Xiao, Bingjun

Communication Optimization for Customizable Domain-Specific Computing

2015

Xiao, Bingjun
Advisor(s): CONG, JINGSHENG JASON

Abstract

This dissertation investigates the communication optimization for customizable domain-specific computing at different levels in a customizable heterogeneous platform (CHP) to improve the system performance and energy efficiency.

Fabric-level optimization driven by emerging devices. Programmable fabrics (e.g., FPGAs) can be used to improve domain-specific computing by >10x in energy efficiency over CPUs since FPGAs can be customized to the application kernels in the target domain. But the programmable interconnects inside FPGAs occupy >50% of the FPGA area, delay and power. We propose a novel architecture of programmable interconnects based on resistive RAM (RRAM), a type of emerging device with high density and low power. We optimize the layout and the programming circuit of the new architecture. We also extend RRAM benefits to routing buffers. We observe the high defect rate in the emerging RRAM manufacturing and further develop a defect-aware communication mechanism. Conventional defect avoidance leaves a large portion of the chip in the new architecture unusable. So we propose new defect utilization methodologies by treating stuck-closed defects as shorting constraints in the routing of signals. We develop a scalable algorithm to perform timing-driven routing under these extra constraints and successfully suppress the impact of defects.

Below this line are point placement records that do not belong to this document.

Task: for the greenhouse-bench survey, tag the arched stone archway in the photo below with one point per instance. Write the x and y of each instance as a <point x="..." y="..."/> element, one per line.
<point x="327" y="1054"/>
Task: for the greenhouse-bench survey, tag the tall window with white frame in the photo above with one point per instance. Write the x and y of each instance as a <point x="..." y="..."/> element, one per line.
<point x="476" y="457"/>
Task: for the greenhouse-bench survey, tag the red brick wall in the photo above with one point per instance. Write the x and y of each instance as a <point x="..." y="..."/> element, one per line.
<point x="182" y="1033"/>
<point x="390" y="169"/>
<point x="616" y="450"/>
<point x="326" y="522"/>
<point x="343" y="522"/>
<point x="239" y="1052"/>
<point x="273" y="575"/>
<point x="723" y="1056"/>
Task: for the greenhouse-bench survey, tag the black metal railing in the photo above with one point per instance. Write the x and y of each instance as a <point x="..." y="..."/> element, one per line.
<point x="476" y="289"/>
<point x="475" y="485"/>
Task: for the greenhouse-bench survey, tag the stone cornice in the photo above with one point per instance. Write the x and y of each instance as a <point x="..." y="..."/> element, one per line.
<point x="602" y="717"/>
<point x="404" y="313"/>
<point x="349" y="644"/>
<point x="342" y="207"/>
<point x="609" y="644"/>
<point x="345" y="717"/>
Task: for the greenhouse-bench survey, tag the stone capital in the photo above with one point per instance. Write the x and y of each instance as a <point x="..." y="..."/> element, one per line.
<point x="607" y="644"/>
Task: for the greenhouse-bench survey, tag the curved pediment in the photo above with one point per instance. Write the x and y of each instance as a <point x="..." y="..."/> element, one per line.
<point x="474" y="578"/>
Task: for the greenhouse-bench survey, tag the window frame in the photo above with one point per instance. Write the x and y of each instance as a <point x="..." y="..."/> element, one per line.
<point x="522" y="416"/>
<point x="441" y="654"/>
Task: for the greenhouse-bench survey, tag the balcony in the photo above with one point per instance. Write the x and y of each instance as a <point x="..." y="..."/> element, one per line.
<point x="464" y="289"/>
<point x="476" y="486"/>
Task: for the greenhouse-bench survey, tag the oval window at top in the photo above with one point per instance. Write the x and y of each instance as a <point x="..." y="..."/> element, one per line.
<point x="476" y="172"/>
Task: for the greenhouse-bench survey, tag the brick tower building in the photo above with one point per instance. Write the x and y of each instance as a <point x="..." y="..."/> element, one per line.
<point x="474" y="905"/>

Chip-level optimization driven by accelerator-centric architectures. A chip can also be customized to an application domain by integrating a sea of accelerators designed for the frequently used kernels in the domain. The design of interconnects among customized accelerators and shared resources (e.g., shared memories) is a serious challenge in chip design. Accelerators run 100x faster than CPUs and post a high data demand on the communication infrastructure. To address this challenge, we develop a novel design of interconnects between accelerators and shared memories and exploit several optimization opportunities that emerge in accelerator-rich computing platforms. Experiments show that our design outperforms prior work that was optimized for CPU cores or signal routing. Another design challenge lies in the data reuse optimization within an accelerator to minimize its off-chip accesses and on-chip buffer usage. Since the fully pipelined computation kernel consumes large amounts of data every clock cycle, and the data access pattern is the major difference among applications, existing accelerators use ad hoc data reuse schemes that are carefully tuned per application to fit the data demand. To reduce the engineering cost of accelerator-rich architectures, we develop a data reuse infrastructure that is generalized for the stencil computation domain and can be instantiated to the optimal design for any application in the domain. We demonstrate the robustness of our method over a set of real-life benchmarks.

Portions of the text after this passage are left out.